What makes academic style writing enjoyable for you?

The structure of academic writing actually makes it quite a bit easier than fiction, at least for me. As an analogy, when I paint a room, the success lies in the preparation, the taping, the sanding and making sure that everything is covered as it should be. The actual painting is the easy part. In the same way, while the research can be strenuous, the actual writing is usually straightforward.


From a completely different perspective, I enjoy stretching my knowledge base and I enjoy reading. The combination is a natural fit for academic writing. I get the chance to explore a new topic and can provide a service at the same time.

Where do you write? What is the physical setup?

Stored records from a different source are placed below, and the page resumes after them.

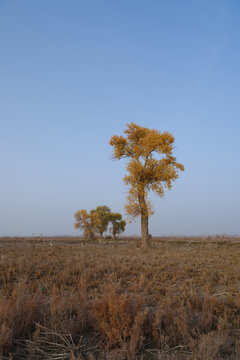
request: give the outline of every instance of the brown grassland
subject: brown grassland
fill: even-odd
[[[0,239],[2,359],[240,359],[240,239]]]

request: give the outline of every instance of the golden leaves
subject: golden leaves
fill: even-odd
[[[127,140],[122,136],[113,135],[110,145],[114,147],[114,158],[121,159],[126,153]]]
[[[83,230],[84,236],[87,238],[93,238],[94,233],[101,223],[99,215],[97,213],[88,213],[87,210],[82,209],[78,210],[74,214],[74,217],[76,219],[74,227]]]
[[[169,132],[130,123],[124,134],[126,137],[114,135],[110,145],[115,159],[129,158],[128,174],[124,177],[130,186],[126,211],[134,217],[147,211],[149,216],[152,210],[146,202],[147,191],[163,196],[164,188],[171,189],[184,166],[172,155],[175,139]]]
[[[140,198],[143,199],[143,202]],[[147,213],[148,216],[154,214],[152,204],[147,198],[147,191],[145,188],[140,189],[139,187],[131,187],[129,189],[125,210],[130,218],[135,218],[144,213]]]
[[[106,205],[99,205],[89,213],[85,209],[78,210],[74,217],[76,219],[75,229],[83,230],[84,236],[91,239],[94,238],[96,233],[102,239],[103,233],[108,230],[109,223],[112,224],[110,230],[112,230],[114,238],[116,234],[123,232],[126,226],[126,221],[122,220],[122,215],[112,213],[111,209]]]

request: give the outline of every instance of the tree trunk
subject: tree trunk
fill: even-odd
[[[141,214],[141,236],[142,236],[142,248],[149,247],[149,233],[148,233],[148,215]]]
[[[98,242],[102,243],[103,242],[103,233],[99,233],[100,237],[98,238]]]
[[[145,197],[143,191],[138,194],[139,205],[141,208],[141,237],[142,237],[142,244],[141,247],[146,249],[149,247],[149,233],[148,233],[148,208],[147,203],[145,201]]]
[[[115,240],[116,239],[116,225],[115,225],[115,222],[113,222],[112,233],[113,233],[113,240]]]

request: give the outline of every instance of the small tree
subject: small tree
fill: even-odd
[[[171,189],[184,166],[173,156],[174,137],[168,133],[148,129],[134,123],[127,124],[126,137],[114,135],[110,140],[114,159],[129,159],[124,181],[130,186],[127,213],[141,215],[142,247],[149,245],[148,219],[153,214],[147,200],[149,190],[159,196],[164,188]],[[154,154],[157,157],[154,157]]]
[[[100,235],[100,238],[103,238],[103,233],[107,231],[111,210],[106,205],[99,205],[96,209],[90,211],[90,214],[97,214],[99,217],[99,224],[97,225],[97,233]]]
[[[111,213],[110,215],[111,232],[113,234],[113,239],[116,239],[117,234],[121,234],[125,231],[126,221],[122,220],[122,215],[119,213]]]
[[[97,213],[88,213],[87,210],[78,210],[74,217],[76,222],[74,227],[83,230],[83,234],[87,239],[94,239],[95,233],[98,231],[98,226],[101,223]]]

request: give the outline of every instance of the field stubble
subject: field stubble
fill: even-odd
[[[0,242],[2,359],[240,359],[239,239]]]

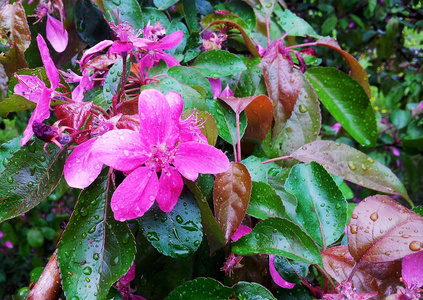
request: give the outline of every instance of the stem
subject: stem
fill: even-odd
[[[94,105],[92,106],[93,109],[98,110],[99,112],[101,112],[107,119],[110,119],[110,115],[107,113],[107,111],[105,111],[104,109],[102,109],[100,106]]]
[[[266,18],[266,31],[267,31],[267,49],[270,47],[270,24],[269,18]]]
[[[360,266],[360,262],[358,262],[358,263],[356,263],[354,265],[353,269],[351,270],[350,276],[348,276],[347,281],[351,281],[352,280],[352,278],[353,278],[355,272],[358,270],[359,266]]]
[[[330,277],[330,275],[324,270],[324,269],[322,269],[319,265],[313,265],[313,266],[315,266],[316,267],[316,269],[317,270],[319,270],[319,272],[320,273],[322,273],[324,276],[325,276],[325,278],[329,281],[329,283],[333,286],[333,287],[335,287],[336,286],[336,284],[335,284],[335,282],[333,282],[333,280],[332,280],[332,278]],[[348,279],[349,280],[349,279]]]
[[[291,155],[281,156],[281,157],[276,157],[276,158],[265,160],[262,163],[267,164],[267,163],[270,163],[270,162],[274,162],[274,161],[278,161],[278,160],[284,160],[284,159],[291,159],[291,158],[293,158]]]
[[[119,102],[121,102],[121,99],[123,97],[123,93],[125,91],[125,76],[126,76],[126,56],[128,55],[126,52],[121,53],[122,55],[122,81],[120,85],[120,93],[119,96],[114,99],[113,97],[113,114],[117,114],[116,106]]]
[[[310,47],[310,46],[319,46],[319,44],[318,43],[305,43],[305,44],[289,46],[289,47],[286,47],[285,49],[294,49],[294,48]]]
[[[236,116],[236,143],[238,146],[238,157],[235,157],[236,162],[241,161],[241,133],[239,130],[239,114],[235,113]]]

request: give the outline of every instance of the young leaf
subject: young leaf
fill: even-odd
[[[389,168],[345,144],[314,141],[291,156],[306,163],[316,161],[329,173],[366,188],[408,198],[402,182]]]
[[[388,196],[375,195],[354,209],[348,247],[357,262],[387,262],[423,249],[423,217]]]
[[[253,231],[232,244],[241,255],[268,253],[322,266],[320,251],[310,236],[286,219],[261,221]]]
[[[60,125],[80,129],[90,114],[92,102],[60,104],[55,108]]]
[[[104,80],[104,89],[103,96],[104,100],[107,101],[109,105],[112,104],[113,96],[117,96],[121,89],[122,81],[122,70],[123,70],[123,59],[119,59],[111,68],[109,73],[106,75]],[[129,72],[131,71],[130,61],[127,61],[126,64],[126,76],[128,78]]]
[[[201,72],[197,71],[196,69],[184,66],[174,66],[169,69],[167,74],[179,81],[182,81],[186,85],[198,85],[203,87],[206,90],[207,98],[213,99],[213,91],[210,82],[206,77],[203,76],[203,74],[201,74]]]
[[[376,117],[369,97],[356,80],[327,67],[314,67],[305,73],[320,101],[332,116],[360,144],[374,146]]]
[[[286,190],[298,200],[296,220],[323,248],[336,242],[347,223],[347,201],[318,163],[292,168]]]
[[[281,197],[265,182],[253,181],[250,205],[247,214],[257,219],[285,217],[285,207]]]
[[[273,122],[272,102],[265,95],[254,96],[254,100],[245,108],[248,126],[244,138],[262,141],[266,138]]]
[[[318,35],[313,27],[310,26],[306,21],[297,17],[289,9],[286,9],[281,16],[281,26],[282,29],[291,36],[311,36],[314,38],[319,38],[321,35]]]
[[[4,167],[9,162],[9,158],[21,147],[21,139],[22,136],[17,136],[0,146],[0,171],[4,170]]]
[[[213,78],[232,75],[247,69],[241,58],[223,50],[202,53],[192,67],[203,73],[205,77]]]
[[[57,260],[68,299],[105,299],[112,284],[126,274],[135,257],[127,223],[110,209],[114,188],[103,172],[78,198],[59,244]],[[76,298],[74,298],[76,299]]]
[[[190,33],[198,32],[197,7],[191,0],[181,0],[185,21]]]
[[[158,9],[165,10],[178,2],[178,0],[154,0],[153,2]]]
[[[337,246],[322,252],[323,265],[339,283],[348,280],[351,271],[356,264],[348,251],[348,246]],[[363,263],[355,271],[352,281],[358,293],[370,293],[378,291],[380,297],[385,299],[385,291],[390,286],[399,283],[401,262],[391,261],[386,263]]]
[[[271,168],[279,168],[275,163],[263,164],[265,158],[259,158],[254,155],[250,155],[241,162],[247,167],[250,172],[252,181],[263,181],[267,183],[267,174]]]
[[[105,18],[108,21],[111,21],[111,16],[113,16],[113,14],[109,15],[109,11],[110,13],[114,11],[117,14],[119,7],[119,20],[121,22],[129,22],[135,30],[143,29],[144,25],[147,25],[143,23],[141,8],[136,0],[103,0],[103,5],[106,10]]]
[[[195,252],[203,238],[200,209],[193,195],[184,190],[173,210],[156,204],[140,218],[144,236],[162,254],[186,257]]]
[[[8,3],[8,2],[6,2]],[[7,33],[15,47],[25,52],[31,44],[31,32],[26,19],[25,9],[21,2],[5,4],[0,8],[0,32]],[[4,34],[3,37],[6,37]]]
[[[214,213],[226,242],[245,217],[251,187],[250,173],[242,163],[232,162],[228,171],[216,175],[213,189]]]
[[[276,300],[272,293],[264,286],[255,282],[238,282],[232,287],[232,294],[238,299],[255,300]]]
[[[44,142],[29,142],[16,151],[0,173],[0,223],[16,217],[46,199],[62,177],[66,148],[43,150]]]

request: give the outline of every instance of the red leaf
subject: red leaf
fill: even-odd
[[[423,217],[385,195],[375,195],[354,209],[348,245],[357,262],[386,262],[423,249]]]
[[[245,129],[244,138],[264,140],[272,126],[273,106],[270,99],[265,95],[256,96],[246,108],[248,126]]]
[[[92,105],[92,102],[66,103],[58,105],[55,111],[62,126],[80,129],[90,114]]]
[[[214,213],[226,242],[245,217],[251,188],[250,173],[242,163],[232,162],[228,171],[216,175],[213,188]]]

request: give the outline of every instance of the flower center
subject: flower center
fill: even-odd
[[[150,166],[156,172],[164,169],[166,170],[175,159],[175,147],[169,147],[166,143],[162,143],[159,146],[150,146],[151,157],[146,162],[146,165]]]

There is a scene I recall from a Sherlock Holmes novel in which his housekeeper dusted his apartment. When he returned, he was quite angry with her because he used the depth of the dust on various items to know how long they had been sitting in a particular place. She had basically wiped out his hard drive. My physical writing space is a far cry from that method, but I do not mind a certain amount of chaos as I tend to work on many projects simultaneously, so I keep the resources opened and available. When I am writing assignments, my most important tool is my reliable paper calendar that ensures I am aware of deadlines.


I also keep my guitars nearby which allows me to take periodic breaks and flip on the recorder to capture a little burst of musical expression. In addition, I am one of those people that must have a background distraction. As a result, I generally leave my little television running in the background.

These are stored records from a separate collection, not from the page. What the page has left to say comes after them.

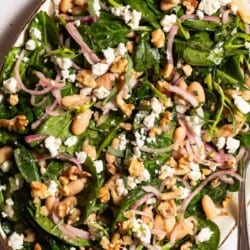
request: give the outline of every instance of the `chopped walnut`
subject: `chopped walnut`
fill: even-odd
[[[119,59],[118,61],[115,61],[112,64],[110,71],[113,73],[125,72],[127,65],[128,65],[127,59],[125,59],[125,58]]]
[[[9,131],[24,131],[29,121],[25,115],[17,115],[12,119],[0,119],[0,128],[7,128]]]
[[[186,7],[186,14],[194,13],[195,9],[198,7],[197,0],[184,0],[182,5]]]
[[[18,95],[10,95],[8,98],[8,102],[11,106],[16,106],[18,104],[18,101]]]
[[[138,177],[144,171],[144,164],[136,158],[132,158],[128,167],[129,174],[133,177]]]
[[[169,11],[173,9],[181,0],[162,0],[160,3],[161,11]]]
[[[95,88],[95,76],[91,70],[83,69],[76,75],[76,80],[84,87]]]
[[[161,121],[160,121],[160,125],[161,127],[165,127],[166,125],[168,125],[172,120],[172,114],[169,111],[166,111],[164,116],[162,117]]]
[[[34,198],[33,202],[37,204],[39,200],[48,198],[48,187],[42,182],[32,181],[31,196]]]
[[[181,245],[180,250],[190,250],[192,249],[193,244],[190,241],[186,241],[184,244]]]
[[[111,242],[107,239],[106,236],[102,237],[100,242],[104,250],[120,250],[122,246],[122,240],[119,233],[115,233],[112,237]]]
[[[117,105],[118,107],[121,109],[121,111],[127,116],[127,117],[130,117],[132,115],[132,112],[135,108],[134,104],[131,104],[131,103],[126,103],[121,95],[118,95],[116,96],[116,102],[117,102]]]

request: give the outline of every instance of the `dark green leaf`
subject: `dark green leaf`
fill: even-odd
[[[184,26],[193,30],[215,31],[219,26],[219,22],[211,22],[206,20],[186,19],[182,22]]]

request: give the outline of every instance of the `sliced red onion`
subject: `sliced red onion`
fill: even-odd
[[[142,186],[141,189],[147,193],[152,193],[155,196],[159,196],[159,194],[160,194],[160,191],[157,188],[155,188],[154,186]]]
[[[37,129],[40,124],[48,117],[48,114],[44,113],[38,120],[36,120],[35,122],[33,122],[31,124],[31,129],[35,130]]]
[[[137,200],[133,205],[132,205],[132,209],[137,209],[139,206],[141,206],[142,204],[144,204],[148,199],[152,198],[154,196],[154,194],[149,193],[149,194],[145,194],[141,197],[141,199]]]
[[[230,13],[231,13],[231,10],[228,9],[228,10],[224,11],[224,13],[222,14],[222,23],[223,24],[229,23],[229,21],[230,21],[229,20]]]
[[[195,14],[185,14],[180,17],[180,20],[184,21],[186,19],[198,19],[198,18],[199,18],[198,15],[195,15]],[[220,22],[220,18],[217,16],[204,16],[202,20],[211,21],[211,22]]]
[[[236,162],[239,162],[246,154],[246,148],[240,147],[238,154],[236,155]]]
[[[221,170],[221,171],[217,171],[212,173],[211,175],[209,175],[203,182],[200,183],[200,185],[185,199],[183,200],[180,208],[179,208],[179,213],[180,214],[184,214],[189,203],[192,201],[192,199],[213,179],[220,177],[220,176],[224,176],[224,175],[230,175],[234,178],[236,178],[239,181],[242,181],[242,177],[231,171],[231,170]]]
[[[35,99],[36,97],[32,95],[30,99],[30,104],[34,107],[41,107],[48,100],[48,97],[47,96],[43,97],[43,99],[38,103],[36,103]]]
[[[34,141],[41,141],[44,140],[47,136],[46,135],[39,135],[39,134],[35,134],[35,135],[26,135],[24,137],[24,140],[26,143],[31,143]]]
[[[78,43],[81,50],[90,64],[96,64],[100,62],[100,58],[94,54],[94,52],[88,47],[88,45],[83,41],[81,34],[78,32],[77,28],[73,23],[67,23],[66,29],[71,35],[71,37]]]
[[[95,18],[93,16],[74,17],[74,16],[63,15],[63,18],[67,22],[80,21],[82,24],[93,23],[95,21]]]
[[[233,185],[234,184],[234,179],[232,177],[228,177],[228,176],[220,176],[219,179],[229,185]]]
[[[146,247],[149,250],[161,250],[162,248],[160,246],[153,246],[151,244],[148,244],[146,242],[141,242],[141,244]]]
[[[150,219],[151,221],[154,221],[153,217],[150,214],[146,213],[146,212],[138,211],[138,210],[133,210],[133,212],[136,215],[144,216],[144,217],[147,217],[148,219]]]
[[[56,215],[55,212],[52,212],[50,214],[50,219],[53,221],[53,223],[55,223],[56,225],[58,225],[60,223],[60,218]]]
[[[174,65],[174,58],[173,58],[173,45],[174,45],[174,38],[178,32],[177,24],[174,24],[168,35],[168,43],[167,43],[167,61],[169,64]]]
[[[140,150],[146,153],[151,153],[151,154],[164,154],[167,152],[170,152],[172,150],[172,147],[166,147],[166,148],[149,148],[146,146],[140,147]]]
[[[168,181],[169,181],[169,177],[165,178],[165,179],[162,181],[162,183],[161,183],[161,185],[160,185],[160,188],[159,188],[159,192],[160,192],[160,193],[164,190],[164,188],[166,187]]]
[[[62,232],[62,234],[70,239],[81,238],[84,240],[90,239],[90,233],[79,229],[77,227],[73,227],[67,224],[58,224],[58,229]]]

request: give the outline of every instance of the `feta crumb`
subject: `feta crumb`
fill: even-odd
[[[143,125],[148,129],[153,128],[155,124],[155,118],[156,117],[154,113],[147,115],[143,120]]]
[[[3,94],[0,94],[0,103],[2,103],[3,102]]]
[[[143,181],[149,181],[150,180],[150,173],[147,169],[144,169],[142,174],[140,174],[137,178],[136,178],[136,183],[141,183]]]
[[[115,50],[113,48],[108,47],[107,49],[103,49],[102,53],[106,59],[107,64],[111,64],[115,60]]]
[[[128,23],[128,26],[131,29],[138,29],[140,25],[140,20],[141,20],[142,14],[141,12],[137,10],[133,10],[130,14],[130,22]]]
[[[119,43],[116,48],[116,54],[117,56],[124,57],[127,53],[127,48],[124,43]]]
[[[216,143],[216,147],[220,150],[224,148],[225,144],[226,144],[226,138],[219,137]]]
[[[135,158],[140,158],[141,157],[141,151],[140,151],[139,147],[134,147],[133,152],[134,152]]]
[[[84,151],[76,152],[76,159],[83,164],[87,159],[87,154]]]
[[[234,104],[240,110],[241,113],[247,114],[250,112],[250,104],[243,99],[242,96],[234,95]]]
[[[245,46],[246,49],[250,49],[250,42],[245,42],[244,46]]]
[[[121,134],[119,136],[119,150],[125,150],[127,146],[127,138],[125,134]]]
[[[136,238],[144,243],[150,243],[151,240],[151,229],[150,227],[143,223],[142,220],[134,219],[131,223],[131,229]]]
[[[227,138],[226,149],[228,153],[233,154],[240,146],[240,140],[234,139],[232,137]]]
[[[174,174],[175,174],[175,169],[165,164],[161,166],[159,172],[159,179],[164,180],[167,177],[173,177]]]
[[[232,14],[236,15],[238,12],[238,6],[236,4],[231,5],[231,12]]]
[[[198,181],[202,176],[199,165],[197,163],[191,162],[189,167],[191,171],[188,173],[188,178],[193,181]]]
[[[15,77],[10,77],[3,81],[3,90],[8,94],[15,94],[19,91],[18,82]]]
[[[91,95],[93,88],[85,87],[80,90],[80,95],[88,96]]]
[[[96,98],[102,100],[110,94],[110,91],[107,90],[105,87],[101,86],[99,88],[94,89],[93,93]]]
[[[35,50],[36,49],[36,42],[33,39],[29,39],[26,43],[25,43],[25,49],[27,50]]]
[[[97,174],[100,174],[104,169],[102,160],[94,161],[94,166],[96,168]]]
[[[201,11],[201,10],[197,10],[196,14],[197,14],[197,16],[199,17],[200,20],[202,20],[204,18],[204,16],[205,16],[204,12]]]
[[[106,63],[96,63],[92,65],[92,72],[96,76],[105,74],[109,69],[109,65]]]
[[[48,186],[48,192],[51,196],[56,196],[58,192],[58,184],[55,181],[50,181]]]
[[[44,141],[45,147],[49,150],[52,157],[58,154],[59,148],[62,144],[60,138],[55,138],[54,136],[49,136]]]
[[[12,233],[8,239],[8,246],[13,250],[19,250],[23,248],[24,235],[16,232]]]
[[[186,116],[188,126],[193,130],[196,136],[201,136],[202,120],[199,116]]]
[[[219,0],[201,0],[198,9],[211,16],[219,10],[220,6]]]
[[[176,20],[177,18],[175,14],[165,15],[160,22],[163,30],[169,32],[172,26],[176,23]]]
[[[6,205],[11,206],[11,207],[14,205],[14,201],[11,198],[6,199],[5,203]]]
[[[60,69],[65,70],[72,66],[72,60],[70,58],[54,57],[52,60],[60,67]]]
[[[128,194],[128,190],[126,189],[122,178],[117,179],[115,184],[116,184],[117,194],[119,196],[126,196]]]
[[[146,201],[146,204],[147,205],[153,205],[153,204],[156,204],[157,200],[155,197],[152,197],[152,198],[149,198],[147,201]]]
[[[72,147],[77,143],[78,139],[77,136],[70,136],[64,141],[64,145],[67,147]]]
[[[181,190],[181,196],[178,197],[179,200],[186,199],[190,195],[190,193],[191,193],[191,190],[188,189],[188,188],[185,188],[185,187],[178,187],[178,189]]]
[[[0,169],[3,171],[3,172],[9,172],[10,169],[11,169],[11,166],[12,166],[12,162],[11,161],[5,161],[4,163],[2,163],[0,165]]]
[[[127,186],[128,186],[128,189],[134,189],[134,188],[136,188],[137,184],[135,182],[135,178],[134,177],[128,176],[128,178],[127,178]]]
[[[212,234],[213,234],[213,232],[208,227],[204,227],[195,236],[195,241],[197,244],[204,242],[204,241],[208,241]]]
[[[159,115],[162,112],[162,104],[157,98],[152,98],[151,100],[151,107],[152,111],[156,114]]]
[[[70,82],[74,82],[76,80],[76,74],[71,74],[68,69],[61,70],[61,74],[64,80],[69,80]]]
[[[100,11],[101,11],[101,5],[100,5],[99,0],[93,1],[93,8],[94,8],[95,14],[99,17]]]
[[[30,37],[34,40],[42,40],[42,33],[41,31],[36,27],[31,27],[29,30]]]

With what topics are you particularly comfortable?

Without question, my foundation is science and technology. I have been a professional scientist for over twenty-five years, working as a geologist and environmental scientist. Concurrently, I have maintained a strong interest in emerging technologies. As a result of this foundation, I have kept abreast of almost all emerging technologies, ranging from the "mundane," for example radio frequency identification tags, to the extraordinary such as bioengineering and nanotechnology. However, as my career has progressed, I have also had the opportunity to observe how technology interacts with organizations and society. This interest has provided me an avenue to study organizational management, social networks, human-computer interfacing and a plethora of other related, and not-so-related topics. In the not-so-related category, my interests range from the impacts of religion on society to the ethics of building androids.


It might be worthwhile to provide a list of topics with which I am not as comfortable. Because I grew up reading science fiction, I do not have a good grasp of literary topics such as classic novels. I am marginally comfortable with historical topics, although I enjoy gaining the new insights afforded by developing a document on such a topic.

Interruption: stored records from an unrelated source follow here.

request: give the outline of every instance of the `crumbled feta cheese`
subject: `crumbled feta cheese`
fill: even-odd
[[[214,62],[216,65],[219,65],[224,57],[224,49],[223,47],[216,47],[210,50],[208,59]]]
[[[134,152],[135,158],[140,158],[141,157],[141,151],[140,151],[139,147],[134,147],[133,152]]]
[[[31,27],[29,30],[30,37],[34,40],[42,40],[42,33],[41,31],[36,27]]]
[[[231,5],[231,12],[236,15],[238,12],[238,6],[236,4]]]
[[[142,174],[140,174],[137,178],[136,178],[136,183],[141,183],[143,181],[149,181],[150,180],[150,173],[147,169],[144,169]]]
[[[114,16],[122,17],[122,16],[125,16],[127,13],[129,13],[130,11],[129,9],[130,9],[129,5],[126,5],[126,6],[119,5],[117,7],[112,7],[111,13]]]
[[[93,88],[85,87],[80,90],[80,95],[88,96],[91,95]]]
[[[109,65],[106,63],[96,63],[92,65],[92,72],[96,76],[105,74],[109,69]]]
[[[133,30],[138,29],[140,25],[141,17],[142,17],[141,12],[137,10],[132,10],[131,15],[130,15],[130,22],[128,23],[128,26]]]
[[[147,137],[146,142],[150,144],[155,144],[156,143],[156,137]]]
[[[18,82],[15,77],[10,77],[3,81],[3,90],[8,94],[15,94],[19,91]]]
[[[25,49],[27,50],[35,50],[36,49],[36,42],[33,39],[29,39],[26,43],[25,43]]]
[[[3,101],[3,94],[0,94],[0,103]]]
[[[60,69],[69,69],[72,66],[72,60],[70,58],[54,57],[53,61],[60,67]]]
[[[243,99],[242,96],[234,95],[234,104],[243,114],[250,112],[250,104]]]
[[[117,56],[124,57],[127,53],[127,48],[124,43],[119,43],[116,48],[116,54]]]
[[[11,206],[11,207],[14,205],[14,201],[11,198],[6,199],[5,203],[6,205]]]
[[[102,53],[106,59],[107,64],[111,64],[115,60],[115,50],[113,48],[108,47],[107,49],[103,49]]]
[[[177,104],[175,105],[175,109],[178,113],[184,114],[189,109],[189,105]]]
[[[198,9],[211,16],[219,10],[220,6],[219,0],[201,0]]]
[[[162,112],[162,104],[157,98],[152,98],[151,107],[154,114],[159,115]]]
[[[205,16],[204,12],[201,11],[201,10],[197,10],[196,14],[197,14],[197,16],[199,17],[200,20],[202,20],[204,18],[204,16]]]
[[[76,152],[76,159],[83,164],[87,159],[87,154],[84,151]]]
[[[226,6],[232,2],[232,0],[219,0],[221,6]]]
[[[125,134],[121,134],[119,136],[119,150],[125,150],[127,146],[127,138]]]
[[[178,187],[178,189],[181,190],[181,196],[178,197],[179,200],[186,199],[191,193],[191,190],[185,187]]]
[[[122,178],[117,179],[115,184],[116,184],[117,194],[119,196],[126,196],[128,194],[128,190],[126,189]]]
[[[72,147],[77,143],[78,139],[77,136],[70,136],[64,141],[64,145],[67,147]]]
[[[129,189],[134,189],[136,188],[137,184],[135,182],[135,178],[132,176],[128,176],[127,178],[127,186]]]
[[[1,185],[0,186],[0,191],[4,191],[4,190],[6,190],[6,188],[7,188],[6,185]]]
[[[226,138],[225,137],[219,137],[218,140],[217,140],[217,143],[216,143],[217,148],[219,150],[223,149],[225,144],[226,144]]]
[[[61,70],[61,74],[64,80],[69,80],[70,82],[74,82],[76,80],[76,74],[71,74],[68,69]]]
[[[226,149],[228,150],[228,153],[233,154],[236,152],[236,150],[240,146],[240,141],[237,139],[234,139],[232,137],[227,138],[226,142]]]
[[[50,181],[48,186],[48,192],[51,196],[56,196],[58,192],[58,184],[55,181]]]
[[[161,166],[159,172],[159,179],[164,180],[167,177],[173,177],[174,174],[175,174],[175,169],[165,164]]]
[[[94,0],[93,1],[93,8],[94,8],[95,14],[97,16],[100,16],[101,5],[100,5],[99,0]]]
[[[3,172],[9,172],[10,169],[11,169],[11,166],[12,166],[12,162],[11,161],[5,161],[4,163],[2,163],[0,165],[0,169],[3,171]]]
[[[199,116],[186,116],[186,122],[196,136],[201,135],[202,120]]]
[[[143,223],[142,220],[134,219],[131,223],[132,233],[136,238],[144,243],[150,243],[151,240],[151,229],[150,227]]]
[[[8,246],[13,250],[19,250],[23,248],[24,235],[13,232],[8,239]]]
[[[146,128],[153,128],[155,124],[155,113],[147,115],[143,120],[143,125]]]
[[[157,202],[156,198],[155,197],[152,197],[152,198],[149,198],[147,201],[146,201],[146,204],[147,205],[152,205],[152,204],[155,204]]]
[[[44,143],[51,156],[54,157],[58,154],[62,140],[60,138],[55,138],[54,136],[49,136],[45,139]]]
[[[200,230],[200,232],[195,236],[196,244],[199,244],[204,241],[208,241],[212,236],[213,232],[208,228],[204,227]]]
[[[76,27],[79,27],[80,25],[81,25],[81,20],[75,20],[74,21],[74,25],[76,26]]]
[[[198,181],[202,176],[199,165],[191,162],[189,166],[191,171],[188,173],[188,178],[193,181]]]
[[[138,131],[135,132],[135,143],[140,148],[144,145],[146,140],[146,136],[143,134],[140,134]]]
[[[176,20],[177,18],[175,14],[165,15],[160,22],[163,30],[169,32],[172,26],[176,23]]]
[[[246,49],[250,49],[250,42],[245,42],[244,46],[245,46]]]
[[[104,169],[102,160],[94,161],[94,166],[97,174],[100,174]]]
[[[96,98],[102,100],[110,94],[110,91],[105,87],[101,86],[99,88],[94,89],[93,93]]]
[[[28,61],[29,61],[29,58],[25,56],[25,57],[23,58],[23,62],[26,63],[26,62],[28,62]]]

What has prepared you for this type of work?

For most of my professional career, I have been involved with the development of documents and presentations to present technical material to a variety of audiences. In 2004 and 2005, I returned to school and earned my Masters degree online. The online environment requires copious amounts of both academic and conversational writing. For eighteen months, I produced at least fifteen pages of academic writing each week.


I will also confess that I really enjoy writing. A colleague once described me by saying, "Why use fifty words when five hundred will do!" The opportunity to combine something I enjoy doing with the opportunity to expand my knowledge base, and of course, the opportunity to be rewarded for those efforts seems like a mutually beneficial path for all.